Kebun sawit di lahan Koperasi Sawit Mandiri. Foto: Suryadi/ Mongabay Indonesia

 

Pada 2013, pengurus Kopsa M mendapat informasi, semua utang ke Bank Agro ditutup. Namun, PTPN V mengagunkan kembali lahan Kopsa M ke Bank Mandiri Rp83 miliar. Pengurus koperasi tidak dapat mengecek asal-usul penambahan Rp4 miliar dari utang terakhir, karena dana pinjaman itu tidak masuk ke rekening koperasi, melainkan langsung ke rekening PTPN V.

Menurut Nurul, petani dan pengurus koperasi telah dibodoh-bodohi perusahaan negara.

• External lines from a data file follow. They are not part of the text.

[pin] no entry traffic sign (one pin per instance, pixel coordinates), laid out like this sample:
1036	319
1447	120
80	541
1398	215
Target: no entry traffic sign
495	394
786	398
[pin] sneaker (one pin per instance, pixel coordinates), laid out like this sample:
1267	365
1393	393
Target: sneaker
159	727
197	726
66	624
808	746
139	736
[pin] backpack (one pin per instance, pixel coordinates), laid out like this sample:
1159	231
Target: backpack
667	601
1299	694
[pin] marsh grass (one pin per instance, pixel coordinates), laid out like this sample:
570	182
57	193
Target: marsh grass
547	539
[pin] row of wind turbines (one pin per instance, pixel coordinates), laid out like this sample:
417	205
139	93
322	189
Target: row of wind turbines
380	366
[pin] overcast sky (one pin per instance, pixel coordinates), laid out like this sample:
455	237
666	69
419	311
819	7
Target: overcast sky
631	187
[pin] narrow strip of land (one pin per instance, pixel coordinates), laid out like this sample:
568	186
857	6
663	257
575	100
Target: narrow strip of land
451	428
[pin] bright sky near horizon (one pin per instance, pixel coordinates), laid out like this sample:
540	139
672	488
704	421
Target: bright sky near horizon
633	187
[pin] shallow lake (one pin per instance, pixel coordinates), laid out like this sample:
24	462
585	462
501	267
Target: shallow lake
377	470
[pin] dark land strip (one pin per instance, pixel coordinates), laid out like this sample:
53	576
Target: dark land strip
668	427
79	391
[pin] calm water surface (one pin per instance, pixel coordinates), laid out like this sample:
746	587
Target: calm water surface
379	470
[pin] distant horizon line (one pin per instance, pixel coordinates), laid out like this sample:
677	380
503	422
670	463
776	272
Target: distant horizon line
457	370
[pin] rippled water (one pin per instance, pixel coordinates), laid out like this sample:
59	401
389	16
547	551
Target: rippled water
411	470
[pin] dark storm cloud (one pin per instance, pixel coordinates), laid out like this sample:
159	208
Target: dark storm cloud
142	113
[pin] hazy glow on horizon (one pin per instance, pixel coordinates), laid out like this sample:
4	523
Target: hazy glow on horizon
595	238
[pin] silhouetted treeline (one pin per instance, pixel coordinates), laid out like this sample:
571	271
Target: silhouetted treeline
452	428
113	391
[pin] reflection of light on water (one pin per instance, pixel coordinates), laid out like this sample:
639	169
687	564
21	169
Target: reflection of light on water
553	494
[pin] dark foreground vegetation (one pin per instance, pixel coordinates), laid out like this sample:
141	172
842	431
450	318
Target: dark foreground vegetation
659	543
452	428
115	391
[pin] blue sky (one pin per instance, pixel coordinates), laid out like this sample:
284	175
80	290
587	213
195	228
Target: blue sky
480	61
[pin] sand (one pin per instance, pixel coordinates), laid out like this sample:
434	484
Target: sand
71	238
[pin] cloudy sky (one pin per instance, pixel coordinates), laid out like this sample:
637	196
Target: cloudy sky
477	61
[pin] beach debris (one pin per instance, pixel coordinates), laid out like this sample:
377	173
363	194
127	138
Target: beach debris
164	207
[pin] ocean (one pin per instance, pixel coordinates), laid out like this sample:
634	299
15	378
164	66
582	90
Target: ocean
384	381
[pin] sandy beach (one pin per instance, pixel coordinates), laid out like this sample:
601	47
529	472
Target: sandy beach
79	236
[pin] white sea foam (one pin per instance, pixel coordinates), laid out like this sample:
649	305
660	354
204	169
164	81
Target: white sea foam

Singkat cerita, pada 2017, awal menjabat sebagai ketua koperasi, Anthony Hamzah dan badan pengawas Kopsa M, menolak pengakuan utang yang disodorkan PTPN V karena makin membengkak sampai Rp115 miliar.

Sampai 2021, Kopsa M terus diklaim utang mencapai Rp140 miliar. Anthony minta audit investigasi independen untuk mencari tahu penyebab utang koperasi menggunung padahal kebun masih dalam pengelolaan PTPN V.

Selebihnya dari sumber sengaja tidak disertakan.